Lichtenfels Markus Häggberg beschäftigt sich in seiner dreimal wöchentlich erscheinenden Kolumne augenzwinkernd mit Alltagssituationen. Sein Tagebuch, immer am Mann, quillt förmlich über von lustigen Begebenheiten. Diesem Mann entgeht nichts:
Logbuch-Eintrag: Eigentlich ist es ja schön, wenn man für eine wertvolle Dinge wenig Geld zahlen muss. Aber manchmal tut es einem weh, wenn man versteht, dass hinter einem niedrigen Preis wenig Ahnung oder wenig Wertschätzung steht.
So wie neulich auf einem Flohmarkt unserer Gegend, als ein schweres, dickes Buch auf einem Büchertisch lag. Es war vom Rolling Stone Magazin und beherbergte all die berühmten und mitunter prämierten Fotografien großer Stars. David Bowie war dabei. Bob Dylan sowieso. Die Rolling Stones auf einer Wiese und Johnny Cash mit seinem F...-Finger. Ein vor heißen Scheinwerfern schwitzender Otis Redding sang sich um einen Auftritt mehr seinem frühen Tod näher und auf einem Gleis saßen Eric Clapton, Ginger Baker und Jack Bruce einhellig, bunt und als Cream beieinander. Auf einer Seite hielt Pete Townsend im Luftsprung inne und ein paar Seiten weiter tippte Annie Lennox, in einem Zugabteil sitzend, einen Text in so etwas wie den allerersten Laptop, während Dave Stewart sonnenbebrillt an sie gelehnt schlief und ihm dabei eine aufgeschlage Biografie von Edith Piaf in den Händen und auf dem Bauch lag.
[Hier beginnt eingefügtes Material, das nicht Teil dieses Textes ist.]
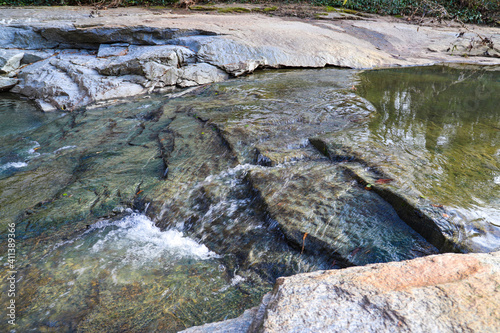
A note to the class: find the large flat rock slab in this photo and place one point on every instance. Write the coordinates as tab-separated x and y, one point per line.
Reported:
206	48
445	293
442	293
Bruce Springsteen sah schwarz-weiß-versonnen und James Taylor mit Anflug von Resignation.
Es waren die stillen Momente, welche die Fotografen einst festhielten und die Künstler zu sich zuließen. Und dann sagte ein herangeschlenderter junger Mann mit abschätzigem Blick bei meinem Umblättern all dieser Seiten: „Was sind denn das für Heinis?“
Auf Seite 51 des Buches zum Regisseur Friedrich Wilhelm Murnau, das neben diesem Foto-Band des Rolling Stone Magazine lag, stand eine dazu irgendwie passende Passage. Es habe wohl mal einen alten italienischen Wanderschausteller gegeben, der jahrzehntelang Stummfilme in psychiatrischen Anstalten zeigte. Eben darum, weil man bemerkt hatte, dass sie eine wesentlich bessere therapeutische Wirkung auf Kranke ausübten als Tonfilme.
„Wir lesen nicht“, sagte die junge Standbetreiberin auf meine Frage, weshalb sie so interessante Bücher verkauft und weggibt. Dann richtete sie sich die Haare, formte aus Zeige- und Mittelfinger ein Victory-Zeichen, machte ein Selfie und postete es in die Welt. Gut, dass dabei eine alte Tiffany-Lampe hinter ihr stand, sie dürfte dem Motiv etwas mehr Klasse verliehen haben.